There is thrillingly little reason to leave the hotel, though I do, for a day trip to one of the island’s seven offshore cays, Sandy Island. Anguilla is a slender dream of a tiny island, haloed by a constellation of even tinier unpopulated idylls, each an island emoji set to life, palm trees topping piles of white sand. The boat trip to Sandy Island, plying a sea as clear and blue as molten tanzanite, prompts passengers to repeatedly comment: “It’s so … blue.”

A heavenly view of Sandy Island. Photo: Courtesy of Anguilla Tourist Board
“We don’t need photoshop here!” the boat’s captain tells us. “We’ve got the real thing!”
Sandy Island is the sort of castaway-chic paradise where you can find lobster salads and cell reception. There’s a restaurant, appearing out of the sand like a mirage, and I order the crawfish – their specialty. Presented with this crustacean luncheon, I feel as close as I’ll ever feel to Daryl Hannah in Splash. More movie scenes float to mind. Anguilla makes me think of that classic rom-com storyline: a Type A, work-obsessed, overstressed character (like Jack Nicholson’s Harry Sanborn in Something’s Gotta Give) is ordered by a doctor to relax, to go on holiday. In the next frame, the character is wearing a Hawaiian shirt, sipping from a coconut on some preposterously perfect beach, calypso music and thatched huts in the blue background.
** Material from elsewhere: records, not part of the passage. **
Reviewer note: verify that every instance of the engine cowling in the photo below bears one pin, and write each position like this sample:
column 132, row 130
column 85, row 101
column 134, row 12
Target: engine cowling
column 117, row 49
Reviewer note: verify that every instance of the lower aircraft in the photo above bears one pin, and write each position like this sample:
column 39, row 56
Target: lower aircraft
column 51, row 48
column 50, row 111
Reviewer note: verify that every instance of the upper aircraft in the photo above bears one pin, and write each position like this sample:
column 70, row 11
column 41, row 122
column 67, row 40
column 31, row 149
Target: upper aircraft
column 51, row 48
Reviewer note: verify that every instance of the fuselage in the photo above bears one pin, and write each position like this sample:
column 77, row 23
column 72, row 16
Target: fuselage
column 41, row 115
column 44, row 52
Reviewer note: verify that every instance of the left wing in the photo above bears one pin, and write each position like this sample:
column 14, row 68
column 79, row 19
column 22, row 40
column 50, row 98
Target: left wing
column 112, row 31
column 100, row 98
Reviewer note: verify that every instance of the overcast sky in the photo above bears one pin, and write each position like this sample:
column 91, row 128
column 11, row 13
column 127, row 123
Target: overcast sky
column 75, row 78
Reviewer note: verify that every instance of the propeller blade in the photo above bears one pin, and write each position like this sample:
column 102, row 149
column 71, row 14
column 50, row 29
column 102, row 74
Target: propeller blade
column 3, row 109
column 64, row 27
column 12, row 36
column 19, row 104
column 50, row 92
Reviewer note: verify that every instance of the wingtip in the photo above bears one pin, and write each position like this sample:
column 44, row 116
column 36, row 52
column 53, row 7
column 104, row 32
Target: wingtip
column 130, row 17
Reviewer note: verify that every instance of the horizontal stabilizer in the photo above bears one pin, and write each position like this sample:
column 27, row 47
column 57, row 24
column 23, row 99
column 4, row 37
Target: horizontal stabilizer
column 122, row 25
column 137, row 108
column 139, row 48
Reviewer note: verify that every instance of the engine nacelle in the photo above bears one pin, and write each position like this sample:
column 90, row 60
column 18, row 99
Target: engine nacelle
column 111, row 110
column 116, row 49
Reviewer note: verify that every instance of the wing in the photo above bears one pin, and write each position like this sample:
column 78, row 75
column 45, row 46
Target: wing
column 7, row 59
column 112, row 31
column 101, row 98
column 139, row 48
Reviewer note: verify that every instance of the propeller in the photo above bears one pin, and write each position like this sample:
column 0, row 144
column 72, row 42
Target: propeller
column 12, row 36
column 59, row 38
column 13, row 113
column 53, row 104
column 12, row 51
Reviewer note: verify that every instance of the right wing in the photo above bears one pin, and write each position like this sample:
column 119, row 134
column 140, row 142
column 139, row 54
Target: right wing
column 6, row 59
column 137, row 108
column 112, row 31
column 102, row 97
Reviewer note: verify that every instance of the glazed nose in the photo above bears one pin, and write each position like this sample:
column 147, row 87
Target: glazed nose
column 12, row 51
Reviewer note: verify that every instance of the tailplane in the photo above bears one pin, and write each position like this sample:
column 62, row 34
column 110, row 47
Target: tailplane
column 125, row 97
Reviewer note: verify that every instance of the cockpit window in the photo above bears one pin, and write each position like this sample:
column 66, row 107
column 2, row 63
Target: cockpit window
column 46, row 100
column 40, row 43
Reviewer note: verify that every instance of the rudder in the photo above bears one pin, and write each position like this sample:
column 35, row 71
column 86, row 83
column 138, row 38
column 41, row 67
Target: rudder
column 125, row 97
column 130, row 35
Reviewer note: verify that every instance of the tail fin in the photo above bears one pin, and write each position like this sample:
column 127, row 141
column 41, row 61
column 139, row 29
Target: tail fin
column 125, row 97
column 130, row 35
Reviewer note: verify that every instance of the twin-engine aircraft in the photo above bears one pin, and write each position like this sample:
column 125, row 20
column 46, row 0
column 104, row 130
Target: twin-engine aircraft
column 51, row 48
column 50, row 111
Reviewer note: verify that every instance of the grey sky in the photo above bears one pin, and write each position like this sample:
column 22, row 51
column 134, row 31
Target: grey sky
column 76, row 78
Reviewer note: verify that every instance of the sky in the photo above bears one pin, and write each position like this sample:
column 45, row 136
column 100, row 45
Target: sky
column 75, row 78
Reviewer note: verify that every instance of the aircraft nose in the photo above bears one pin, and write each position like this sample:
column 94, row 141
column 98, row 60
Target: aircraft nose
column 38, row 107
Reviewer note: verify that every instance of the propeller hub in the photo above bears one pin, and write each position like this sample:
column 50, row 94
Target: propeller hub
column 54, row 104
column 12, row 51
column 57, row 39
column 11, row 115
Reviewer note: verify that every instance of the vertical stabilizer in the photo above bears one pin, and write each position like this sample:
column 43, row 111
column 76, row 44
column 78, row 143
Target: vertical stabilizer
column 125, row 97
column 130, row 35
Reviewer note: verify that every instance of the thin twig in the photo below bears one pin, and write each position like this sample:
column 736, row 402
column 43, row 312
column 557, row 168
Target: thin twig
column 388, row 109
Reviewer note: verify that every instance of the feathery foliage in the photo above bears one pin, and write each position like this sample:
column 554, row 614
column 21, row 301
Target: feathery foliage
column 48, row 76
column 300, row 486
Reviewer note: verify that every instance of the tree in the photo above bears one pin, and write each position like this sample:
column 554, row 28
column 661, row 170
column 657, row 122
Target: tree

Spiced shrimp kebabs are served at Sandy Island’s tiny paradisical restaurant. Photo: Courtesy of Anguilla Tourist Board
Anguilla is that paradise par excellence. After a few days here, self-medicating on sunshine, I start to feel deeply relaxed. Amid the beaches free of crowds, the skies clean of clouds, the sumptuous quiet, there is nothing to do except marvel at the blueness, maybe swim – or take up water backgammon.